Photo: Aquintero82, Attribution-Share Alike 4.0 International
The German Embassy in Mexico City is the main diplomatic mission of the Federal Republic of Germany in the country. Few realize today that Germany’s influence on contemporary Mexico is profound. One Carl Wilhelm Kahlo was long ago invited by the Mexican government to document Mexico’s even-then considerable architectural heritage. Kahlo achieved not inconsiderable fame in this occupation was naturalized as a Mexican citizen in 1894. He married Matilde Calderón, and with her he had five children. Among these, a daughter, Frida Kahlo.
Other famous Germans include the celebrated architect and artist Mathias Goeritz. He came to Mexico and grew fascinated and lived for sometime in the Tizpan Progreso neighborhood, right between San Ángel and San Jeronimo. There, he was offered a studio by German photographer, Ursula Bernath, then focused on the indigenous population and Mexican tradition.
But relations between the two countries go back years earlier when both slowly became nation states. In 1803, Alexander von Humboldt spent a year mapping the Mexican topography and studying the culture and history. In 1879, diplomatic relations were established only when German Unification was finally achieved.

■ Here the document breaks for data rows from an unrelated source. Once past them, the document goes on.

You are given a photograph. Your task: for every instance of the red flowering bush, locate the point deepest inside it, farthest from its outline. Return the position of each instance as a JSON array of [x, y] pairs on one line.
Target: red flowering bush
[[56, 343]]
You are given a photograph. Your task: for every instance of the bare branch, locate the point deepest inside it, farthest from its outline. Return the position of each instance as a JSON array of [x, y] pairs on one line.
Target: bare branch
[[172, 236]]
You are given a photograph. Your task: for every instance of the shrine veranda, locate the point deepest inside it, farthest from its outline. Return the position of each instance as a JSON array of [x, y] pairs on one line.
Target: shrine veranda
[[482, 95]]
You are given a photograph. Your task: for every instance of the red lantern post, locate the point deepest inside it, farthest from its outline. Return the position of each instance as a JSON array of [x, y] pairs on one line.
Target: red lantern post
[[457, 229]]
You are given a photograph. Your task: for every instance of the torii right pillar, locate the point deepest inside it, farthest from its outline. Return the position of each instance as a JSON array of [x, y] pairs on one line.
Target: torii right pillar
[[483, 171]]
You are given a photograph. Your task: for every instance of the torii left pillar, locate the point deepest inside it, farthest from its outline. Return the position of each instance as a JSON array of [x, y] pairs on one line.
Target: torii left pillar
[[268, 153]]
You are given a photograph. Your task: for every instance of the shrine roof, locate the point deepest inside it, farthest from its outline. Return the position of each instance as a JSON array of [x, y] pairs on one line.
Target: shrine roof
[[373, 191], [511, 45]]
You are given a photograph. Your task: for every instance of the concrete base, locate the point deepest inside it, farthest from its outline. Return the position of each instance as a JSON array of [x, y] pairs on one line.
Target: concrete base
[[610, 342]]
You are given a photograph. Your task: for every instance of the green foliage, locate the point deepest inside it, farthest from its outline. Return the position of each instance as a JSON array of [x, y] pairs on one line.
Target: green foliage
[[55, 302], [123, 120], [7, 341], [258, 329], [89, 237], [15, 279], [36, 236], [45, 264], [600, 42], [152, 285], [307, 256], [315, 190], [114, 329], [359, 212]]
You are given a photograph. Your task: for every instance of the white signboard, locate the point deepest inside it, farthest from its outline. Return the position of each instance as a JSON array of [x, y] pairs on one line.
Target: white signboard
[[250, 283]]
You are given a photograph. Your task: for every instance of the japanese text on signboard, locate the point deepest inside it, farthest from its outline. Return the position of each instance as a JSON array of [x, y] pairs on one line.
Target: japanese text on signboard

After World War II, diplomatic relations were reestablished in 1952. In 2000, the Mexican embassy moved to Berlin after German re-unification. (The embassy building in Berlin was famously designed by Teodoro González de León.) The two countries are today signatories to multiple bilateral trade agreements. Germany is the fourth biggest source of foreign direct investment in Mexico among the countries of the European Union and the sixth biggest worldwide. The German Embassy is thus a busy place that welcomes visits for all kinds of consular services.
Hours: Monday through Thursday, 8 a.m. to 5 p.m., Fridays, 8 a.m. to 3 p.m.